Am nächsten Morgen musste es dann aber wirklich mal weiter gehen, sonst wäre das ohnehin recht kurze Wetterfenster nach Rio Grande geschlossen. Zusammen mit dem die letzten zwei Nächte neben uns gelegenen Katamaran machten wir uns um 6 Uhr auf den Weg. Ja, es sah schon besser aus als am Vorabend, aber so richtig gut war das immer noch nicht. Tapfer kämpfte sich der Katamaran durch, wir hinterher. Am Anfang sah es auch so aus, als wenn wir echt Glück gehabt hätten. Wellen von der Seite, aber keine Brecher… noch nicht. Dann kamen die berüchtigten drei großen Wellen hintereinander (ein Phänomen, das man immer wieder beobachten kann).

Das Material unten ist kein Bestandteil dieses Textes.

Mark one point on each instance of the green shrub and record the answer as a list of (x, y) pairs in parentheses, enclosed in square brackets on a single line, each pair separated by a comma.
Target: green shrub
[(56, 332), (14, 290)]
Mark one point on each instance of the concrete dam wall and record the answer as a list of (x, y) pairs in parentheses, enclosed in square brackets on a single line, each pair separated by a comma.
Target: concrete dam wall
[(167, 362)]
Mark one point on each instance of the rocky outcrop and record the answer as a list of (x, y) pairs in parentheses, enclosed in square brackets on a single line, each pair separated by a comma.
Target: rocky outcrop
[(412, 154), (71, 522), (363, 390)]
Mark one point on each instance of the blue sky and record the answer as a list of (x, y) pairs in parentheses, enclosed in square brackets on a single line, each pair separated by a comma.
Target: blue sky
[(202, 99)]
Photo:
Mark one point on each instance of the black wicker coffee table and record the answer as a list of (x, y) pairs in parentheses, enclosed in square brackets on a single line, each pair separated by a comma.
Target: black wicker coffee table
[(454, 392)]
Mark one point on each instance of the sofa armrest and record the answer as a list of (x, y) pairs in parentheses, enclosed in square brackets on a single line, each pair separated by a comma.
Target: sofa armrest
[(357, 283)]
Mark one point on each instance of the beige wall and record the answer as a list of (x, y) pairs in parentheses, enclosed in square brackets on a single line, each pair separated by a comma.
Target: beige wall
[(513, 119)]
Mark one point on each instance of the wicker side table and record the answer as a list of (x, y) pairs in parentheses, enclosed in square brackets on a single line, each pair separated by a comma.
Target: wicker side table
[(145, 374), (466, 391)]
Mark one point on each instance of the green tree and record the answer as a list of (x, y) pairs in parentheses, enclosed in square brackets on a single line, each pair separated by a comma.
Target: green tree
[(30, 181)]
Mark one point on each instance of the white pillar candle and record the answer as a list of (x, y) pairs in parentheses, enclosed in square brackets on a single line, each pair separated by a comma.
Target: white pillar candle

Ausweichen ging nicht mehr, von der Seite bekommen sollte man sie auch nicht, also spitz gegen die Brandung gesteuert, Boot auf Kurs gehalten, die kalte Dusche abgeschüttelt, laute Flüche von La Skipper überhört, in der kurzen Pause wieder quer zur Welle die Passage genommen, nächsten Brecher wieder spitz… schön ist anders.
Aber nach diesen drei Brechern kam dann wieder eine ruhigere Zeit in der wir aus der unmittelbaren Gefahrenzone rauskamen. Nass aber glücklich und bei nun nur noch 2-3m verbliebenen Schwell ging es auf Kurs… rein ins Wetterfenster?!